Maria: Initially when I took over the leadership of Precious Kisses and set up the program with three new hospitals, we thought maybe it would be best to focus on families with very premature babies (aka micropreemies) who would likely experience long NICU stays. However, in discussing it with other Project Sweet Peas leaders from around the country, we ultimately decided that Precious Kisses would not limit our assistance, since there are many full-term babies that end up in the NICU for a variety of reasons. Any NICU stay, regardless of the duration or severity, is a significant and sometimes life-changing event, and support should be available for every family.
Nicole: What hospitals are you affiliated with? If our readers know of families outside of the hospitals you are currently affiliated with, how can they connect to a Project Sweet Peas division or find support for an area not mentioned in the division listing?
Maria: We currently have programs established with three of the Main Line Hospital NICUs at: Bryn Mawr Hospital, Lankenau Medical Center, and Paoli Hospital. However, Precious Kisses also fulfills NICU Care Package requests for families in Eastern PA, NJ, DE, etc. The next closest divisions are in Western Pennsylvania and Rhode Island. The general guideline is that the division geographically closest is asked to fulfill the request. A full listing of our divisions and the hospitals we serve can be found here. NICU Care Packages and Memory Boxes can also be requested via our Project Sweet Peas website.
Nicole: Thank you for sharing these valuable connections with us! We hope that our readers reach out to you & help spread the word about Precious Kisses. As a mom soon to be delivering my daughter at Children’s Hospital of Philadelphia this June & destined to spend a lot of time in the cardiac intensive care unit, I thank you so much for the wonderful work that you’re doing. It is so incredible to know that there are people out there like you & organizations that are so proactively reaching out to families at their most vulnerable times.

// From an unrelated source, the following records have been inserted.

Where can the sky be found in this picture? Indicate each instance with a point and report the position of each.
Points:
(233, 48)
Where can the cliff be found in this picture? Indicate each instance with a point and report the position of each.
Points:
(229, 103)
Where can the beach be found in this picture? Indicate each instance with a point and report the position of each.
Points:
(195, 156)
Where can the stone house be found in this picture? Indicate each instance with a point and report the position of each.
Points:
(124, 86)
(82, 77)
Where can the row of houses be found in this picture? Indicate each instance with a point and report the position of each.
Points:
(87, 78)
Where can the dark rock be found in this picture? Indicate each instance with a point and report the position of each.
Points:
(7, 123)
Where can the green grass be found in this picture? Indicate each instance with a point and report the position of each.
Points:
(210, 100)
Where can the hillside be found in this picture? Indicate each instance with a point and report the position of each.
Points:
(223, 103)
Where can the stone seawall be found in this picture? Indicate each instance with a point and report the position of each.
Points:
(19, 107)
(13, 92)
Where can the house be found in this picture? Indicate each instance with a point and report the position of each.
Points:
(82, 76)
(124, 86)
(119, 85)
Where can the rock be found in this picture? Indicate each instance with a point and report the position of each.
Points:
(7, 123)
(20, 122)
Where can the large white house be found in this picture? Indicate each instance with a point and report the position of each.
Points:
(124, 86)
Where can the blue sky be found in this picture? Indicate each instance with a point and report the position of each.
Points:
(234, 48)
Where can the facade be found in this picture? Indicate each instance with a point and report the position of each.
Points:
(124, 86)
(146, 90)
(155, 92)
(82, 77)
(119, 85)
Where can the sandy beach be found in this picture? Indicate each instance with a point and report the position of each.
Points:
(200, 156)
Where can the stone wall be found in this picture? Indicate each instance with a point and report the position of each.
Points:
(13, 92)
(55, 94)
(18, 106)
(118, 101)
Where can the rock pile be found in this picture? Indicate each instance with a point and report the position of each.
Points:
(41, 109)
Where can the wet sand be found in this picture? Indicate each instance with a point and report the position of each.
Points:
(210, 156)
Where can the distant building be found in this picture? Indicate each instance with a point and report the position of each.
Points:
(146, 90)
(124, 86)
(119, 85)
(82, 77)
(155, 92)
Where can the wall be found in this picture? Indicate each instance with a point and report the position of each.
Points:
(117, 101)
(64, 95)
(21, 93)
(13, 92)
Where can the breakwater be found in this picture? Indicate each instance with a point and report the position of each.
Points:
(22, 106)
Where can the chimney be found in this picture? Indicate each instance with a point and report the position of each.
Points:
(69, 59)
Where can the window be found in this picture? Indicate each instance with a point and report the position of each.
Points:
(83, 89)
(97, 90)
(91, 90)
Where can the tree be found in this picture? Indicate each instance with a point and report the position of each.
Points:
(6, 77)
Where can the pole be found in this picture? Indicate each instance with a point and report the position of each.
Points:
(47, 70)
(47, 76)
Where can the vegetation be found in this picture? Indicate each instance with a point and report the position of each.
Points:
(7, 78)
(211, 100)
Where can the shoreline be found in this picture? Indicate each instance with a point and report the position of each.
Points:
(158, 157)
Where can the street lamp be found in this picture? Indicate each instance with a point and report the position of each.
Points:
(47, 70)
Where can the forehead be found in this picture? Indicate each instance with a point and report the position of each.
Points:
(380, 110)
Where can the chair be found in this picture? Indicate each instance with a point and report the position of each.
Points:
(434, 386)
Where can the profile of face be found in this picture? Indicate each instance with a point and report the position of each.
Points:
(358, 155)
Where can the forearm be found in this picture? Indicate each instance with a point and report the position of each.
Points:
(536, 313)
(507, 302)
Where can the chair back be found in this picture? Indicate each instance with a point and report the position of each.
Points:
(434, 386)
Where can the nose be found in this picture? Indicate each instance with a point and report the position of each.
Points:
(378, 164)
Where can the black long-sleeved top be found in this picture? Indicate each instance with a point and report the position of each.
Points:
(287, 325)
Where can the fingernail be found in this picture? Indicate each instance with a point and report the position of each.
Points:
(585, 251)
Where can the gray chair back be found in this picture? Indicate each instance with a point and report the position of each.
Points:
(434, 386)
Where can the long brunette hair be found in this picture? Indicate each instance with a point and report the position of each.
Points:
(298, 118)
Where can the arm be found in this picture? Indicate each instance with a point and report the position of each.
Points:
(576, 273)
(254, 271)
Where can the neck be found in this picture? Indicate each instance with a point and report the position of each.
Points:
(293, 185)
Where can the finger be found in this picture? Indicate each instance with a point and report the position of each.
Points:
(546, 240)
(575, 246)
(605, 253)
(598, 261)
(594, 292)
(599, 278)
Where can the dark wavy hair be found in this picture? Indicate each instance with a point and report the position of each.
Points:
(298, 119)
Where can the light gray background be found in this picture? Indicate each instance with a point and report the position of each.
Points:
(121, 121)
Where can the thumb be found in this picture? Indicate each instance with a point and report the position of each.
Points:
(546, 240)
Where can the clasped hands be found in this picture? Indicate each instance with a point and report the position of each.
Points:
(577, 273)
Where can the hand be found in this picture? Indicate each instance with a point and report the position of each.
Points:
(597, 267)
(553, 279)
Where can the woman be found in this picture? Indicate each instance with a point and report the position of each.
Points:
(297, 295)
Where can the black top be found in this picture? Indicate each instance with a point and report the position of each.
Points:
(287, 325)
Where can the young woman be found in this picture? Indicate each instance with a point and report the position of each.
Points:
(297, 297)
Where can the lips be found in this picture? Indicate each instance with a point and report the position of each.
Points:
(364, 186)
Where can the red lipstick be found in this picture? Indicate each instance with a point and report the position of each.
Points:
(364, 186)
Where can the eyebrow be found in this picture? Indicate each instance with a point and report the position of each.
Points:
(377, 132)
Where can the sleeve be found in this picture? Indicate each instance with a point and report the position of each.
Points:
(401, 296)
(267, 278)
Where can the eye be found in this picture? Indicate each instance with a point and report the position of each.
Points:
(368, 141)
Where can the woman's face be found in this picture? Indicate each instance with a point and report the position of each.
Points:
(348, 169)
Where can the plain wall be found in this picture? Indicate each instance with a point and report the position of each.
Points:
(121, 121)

Maria: Thank you so much for providing us with the opportunity to share our mission and passion for helping others. It is an honor to share our story of hope with moms like you who may find themselves facing a NICU stay. I’ll leave you with this…

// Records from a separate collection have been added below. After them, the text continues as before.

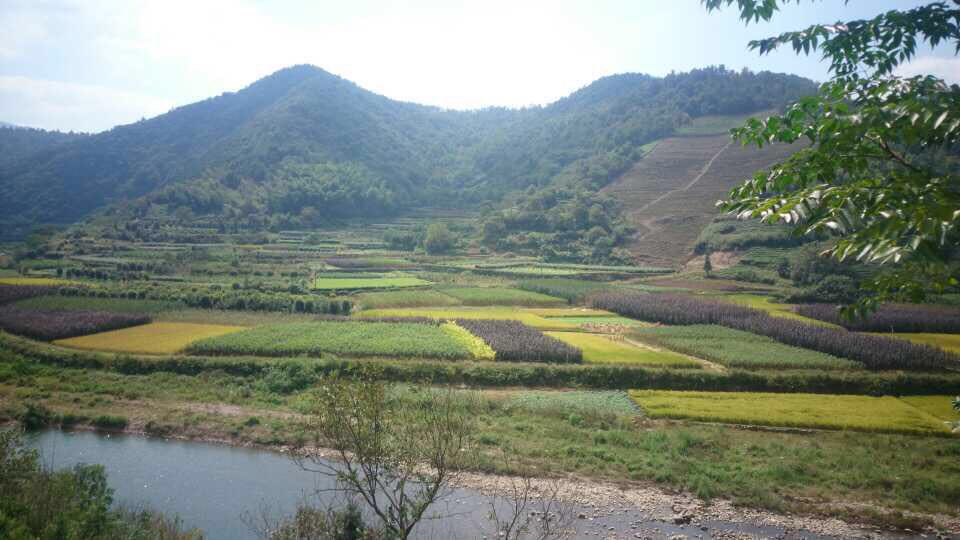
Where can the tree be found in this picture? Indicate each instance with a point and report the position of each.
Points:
(439, 239)
(397, 458)
(879, 172)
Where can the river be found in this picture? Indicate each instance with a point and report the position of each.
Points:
(211, 487)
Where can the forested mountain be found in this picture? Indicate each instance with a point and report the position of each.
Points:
(17, 142)
(303, 146)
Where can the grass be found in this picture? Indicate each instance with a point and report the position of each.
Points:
(765, 303)
(503, 313)
(734, 348)
(948, 342)
(573, 401)
(348, 284)
(36, 281)
(602, 349)
(153, 338)
(496, 296)
(346, 338)
(402, 299)
(862, 413)
(587, 434)
(114, 305)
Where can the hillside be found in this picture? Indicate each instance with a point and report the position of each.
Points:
(304, 146)
(670, 195)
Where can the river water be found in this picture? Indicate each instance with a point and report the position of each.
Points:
(212, 487)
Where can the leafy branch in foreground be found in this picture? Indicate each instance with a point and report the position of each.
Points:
(397, 458)
(880, 171)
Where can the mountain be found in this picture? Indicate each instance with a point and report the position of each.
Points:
(303, 146)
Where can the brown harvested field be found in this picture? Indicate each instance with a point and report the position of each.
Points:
(670, 194)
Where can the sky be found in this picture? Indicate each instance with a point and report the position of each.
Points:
(89, 65)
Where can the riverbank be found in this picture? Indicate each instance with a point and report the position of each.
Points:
(597, 438)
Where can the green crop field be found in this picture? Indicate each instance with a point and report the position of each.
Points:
(865, 413)
(346, 338)
(404, 299)
(348, 284)
(734, 348)
(602, 349)
(497, 296)
(529, 318)
(153, 338)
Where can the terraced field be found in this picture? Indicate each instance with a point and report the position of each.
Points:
(863, 413)
(153, 338)
(669, 195)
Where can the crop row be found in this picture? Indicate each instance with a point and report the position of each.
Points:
(347, 338)
(50, 325)
(892, 318)
(13, 293)
(513, 341)
(874, 352)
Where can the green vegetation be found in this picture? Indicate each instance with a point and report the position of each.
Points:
(347, 338)
(492, 296)
(404, 299)
(880, 414)
(349, 284)
(604, 349)
(735, 348)
(903, 126)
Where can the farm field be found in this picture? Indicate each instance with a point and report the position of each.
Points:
(764, 303)
(880, 414)
(153, 338)
(345, 284)
(347, 338)
(947, 342)
(531, 318)
(734, 348)
(602, 349)
(495, 296)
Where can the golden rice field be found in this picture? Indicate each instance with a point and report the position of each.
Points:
(153, 338)
(949, 342)
(861, 413)
(52, 282)
(605, 349)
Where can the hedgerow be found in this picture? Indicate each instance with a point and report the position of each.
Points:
(874, 352)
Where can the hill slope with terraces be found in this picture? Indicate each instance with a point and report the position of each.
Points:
(670, 195)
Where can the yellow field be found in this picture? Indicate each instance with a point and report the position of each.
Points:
(949, 342)
(528, 317)
(864, 413)
(153, 338)
(603, 349)
(36, 281)
(938, 406)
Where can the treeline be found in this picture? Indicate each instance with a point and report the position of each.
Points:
(304, 147)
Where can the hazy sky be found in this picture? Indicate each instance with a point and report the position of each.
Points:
(89, 65)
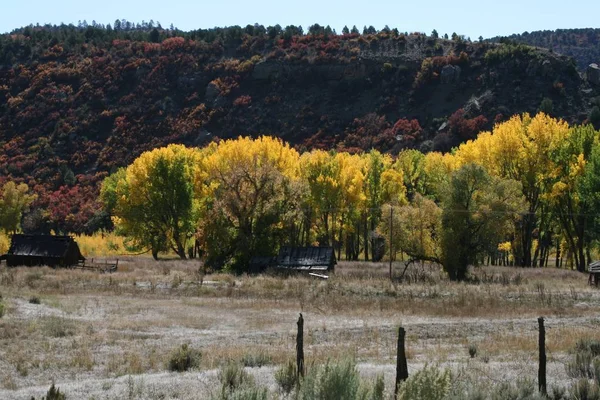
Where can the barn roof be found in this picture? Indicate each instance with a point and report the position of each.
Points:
(320, 258)
(47, 246)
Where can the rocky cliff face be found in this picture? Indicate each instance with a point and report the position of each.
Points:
(72, 114)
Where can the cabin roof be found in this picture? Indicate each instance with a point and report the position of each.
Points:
(47, 246)
(306, 257)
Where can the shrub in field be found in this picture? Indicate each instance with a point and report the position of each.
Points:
(583, 389)
(184, 358)
(250, 392)
(53, 394)
(339, 381)
(286, 376)
(233, 376)
(428, 383)
(472, 350)
(237, 384)
(58, 327)
(256, 359)
(585, 362)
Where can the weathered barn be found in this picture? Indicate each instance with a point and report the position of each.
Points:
(260, 264)
(35, 250)
(306, 258)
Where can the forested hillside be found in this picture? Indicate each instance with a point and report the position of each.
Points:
(581, 44)
(79, 102)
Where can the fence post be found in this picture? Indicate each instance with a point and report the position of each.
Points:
(391, 240)
(300, 347)
(401, 366)
(542, 346)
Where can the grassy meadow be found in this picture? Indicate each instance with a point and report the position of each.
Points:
(115, 335)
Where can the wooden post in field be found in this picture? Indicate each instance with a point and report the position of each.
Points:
(391, 244)
(300, 347)
(542, 346)
(401, 366)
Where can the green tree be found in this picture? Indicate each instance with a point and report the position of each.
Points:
(574, 189)
(14, 201)
(546, 106)
(479, 210)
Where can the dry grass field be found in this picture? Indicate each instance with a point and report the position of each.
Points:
(107, 336)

“If children have the ability to ignore all odds and percentages, then maybe we can all learn from them. When you think about it, what other choice is there but to hope? We have two options, medically and emotionally: give up, or Fight Like Hell.” – Lance Armstrong
Nicole: Project Sweet Peas will be joining us at the Inspired Family Conference on March 22, 2014. Attendees are encouraged to bring items from the list Maria mentioned for donation in their care packages. For every item donated, Inspired Family will provide you with an additional raffle ticket for even more chances to win some of our awesome event giveaways. Thank you Maria for all the wonderful work that you’re doing for the community!